Last night, however, the Thunder’s offensively challenged role players were able to contribute. Aside from Sefolosha’s big game, Serge Ibaka had 14 points, while the bench also chipped in with some scoring. It’s hard to remember a time when two OKC players, not named Harden or Durant, outscored Russell Westbrook. It happened last night and the Thunder were the better for it.
Not that Westbrook had a bad game. He didn’t shoot well; only going 5 of 15 from the field, but his decision-making was solid all night.
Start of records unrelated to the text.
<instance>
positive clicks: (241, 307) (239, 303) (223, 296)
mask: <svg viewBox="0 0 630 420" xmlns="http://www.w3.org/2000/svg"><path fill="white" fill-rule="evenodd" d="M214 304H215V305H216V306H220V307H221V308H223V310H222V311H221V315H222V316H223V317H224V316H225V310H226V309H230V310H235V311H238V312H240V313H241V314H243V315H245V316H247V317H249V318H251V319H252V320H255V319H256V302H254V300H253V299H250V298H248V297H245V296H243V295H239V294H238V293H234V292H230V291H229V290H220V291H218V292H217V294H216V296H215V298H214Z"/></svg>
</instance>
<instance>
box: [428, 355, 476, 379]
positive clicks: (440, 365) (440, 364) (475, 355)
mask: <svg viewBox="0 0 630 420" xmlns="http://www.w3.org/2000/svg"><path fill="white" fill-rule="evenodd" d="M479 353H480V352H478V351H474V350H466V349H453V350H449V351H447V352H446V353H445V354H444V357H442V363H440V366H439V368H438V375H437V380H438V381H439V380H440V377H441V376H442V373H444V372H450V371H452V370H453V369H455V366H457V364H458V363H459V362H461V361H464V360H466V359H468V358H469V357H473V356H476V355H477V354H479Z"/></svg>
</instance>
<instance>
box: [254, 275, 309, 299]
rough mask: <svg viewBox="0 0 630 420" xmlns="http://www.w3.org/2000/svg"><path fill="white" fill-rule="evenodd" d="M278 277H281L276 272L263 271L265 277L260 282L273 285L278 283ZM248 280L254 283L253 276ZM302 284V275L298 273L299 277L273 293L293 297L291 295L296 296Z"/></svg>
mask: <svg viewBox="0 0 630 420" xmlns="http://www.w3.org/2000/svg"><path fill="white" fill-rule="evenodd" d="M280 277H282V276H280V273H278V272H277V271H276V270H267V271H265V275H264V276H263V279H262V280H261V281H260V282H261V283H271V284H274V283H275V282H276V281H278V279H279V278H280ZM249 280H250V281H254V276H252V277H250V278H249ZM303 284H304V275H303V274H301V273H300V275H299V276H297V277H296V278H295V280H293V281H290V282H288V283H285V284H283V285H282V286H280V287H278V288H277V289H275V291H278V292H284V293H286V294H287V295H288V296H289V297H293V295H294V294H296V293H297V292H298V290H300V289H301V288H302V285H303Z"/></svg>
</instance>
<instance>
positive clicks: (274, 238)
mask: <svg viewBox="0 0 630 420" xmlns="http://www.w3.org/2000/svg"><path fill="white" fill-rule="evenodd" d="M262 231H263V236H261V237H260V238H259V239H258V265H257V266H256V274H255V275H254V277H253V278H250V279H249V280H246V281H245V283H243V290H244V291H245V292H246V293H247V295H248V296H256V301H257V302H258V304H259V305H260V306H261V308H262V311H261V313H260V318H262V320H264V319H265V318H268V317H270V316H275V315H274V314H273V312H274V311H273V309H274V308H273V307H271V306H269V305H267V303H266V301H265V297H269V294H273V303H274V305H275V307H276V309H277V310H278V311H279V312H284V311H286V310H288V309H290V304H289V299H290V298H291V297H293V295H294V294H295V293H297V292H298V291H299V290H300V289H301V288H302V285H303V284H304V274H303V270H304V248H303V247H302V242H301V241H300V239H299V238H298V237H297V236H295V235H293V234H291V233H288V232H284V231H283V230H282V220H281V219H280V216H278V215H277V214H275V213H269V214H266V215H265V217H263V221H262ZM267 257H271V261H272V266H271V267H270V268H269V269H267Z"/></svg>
Westbrook is a prodigious talent, but he can hurt his team at times with poor shot selection. In Game 2, he seemed rattled—trying to match Parker’s scoring, playing way too much iso-ball, and jacking up low-percentage shots. Last night he made that extra pass, surveyed the situation a little longer, and found teammates better positioned than he was. It was a mature performance.
Of course, like the rest of his team, Westbrook still displayed his explosive qualities throughout the game. The Thunder were able to make the most of their major advantage in this series—their speed and athleticism. They did an excellent job of pushing the ball up the floor in transition, giving the Spurs little time to get back into their defensive sets.
It helped, of course, that San Antonio turned the ball over 21 times, and that the Thunder’s improved defense meant they weren’t starting with the ball out of bounds on every possession. It’s a lot easier to run a fast break when you get steals and long rebounds, as opposed to waiting for the ball to swish through your own net.
But setting aside the Spurs’ sub-standard play on offense, the Thunder stepped up big. Whether because of their crowd, or simply the direness of their situation, OKC had that extra energy and effort in their play last night. The Spurs just couldn’t live with it.
Just One Game
As good a performance as this was from the Thunder, (and it was very good) don’t expect the Spurs to be as flat in Game 4. Sure, OKC made effective adjustments, switching things up on defense and playing a smaller, quicker lineup throughout, but San Antonio didn’t play to their abilities. They turned the ball over, missed a whole load of 3s, and lacked their usual fluid ball movement.
Popovich has claimed for weeks, that a loss would be good for his team—a ‘punch in the mouth’ to keep them motivated and focused. He got his wish last night. The Spurs, given their elite level basketball I.Q., will undoubtedly come into Game 4 with a retooled game plan to neutralize OKC’s adjustments. But more simply than that, they will surely have better energy then they showed in Game 3.
If they don’t, they might have to wait a little longer to start another 20-game winning streak. As OKC underlined last night, they certainly aren’t the Jazz or the Clippers.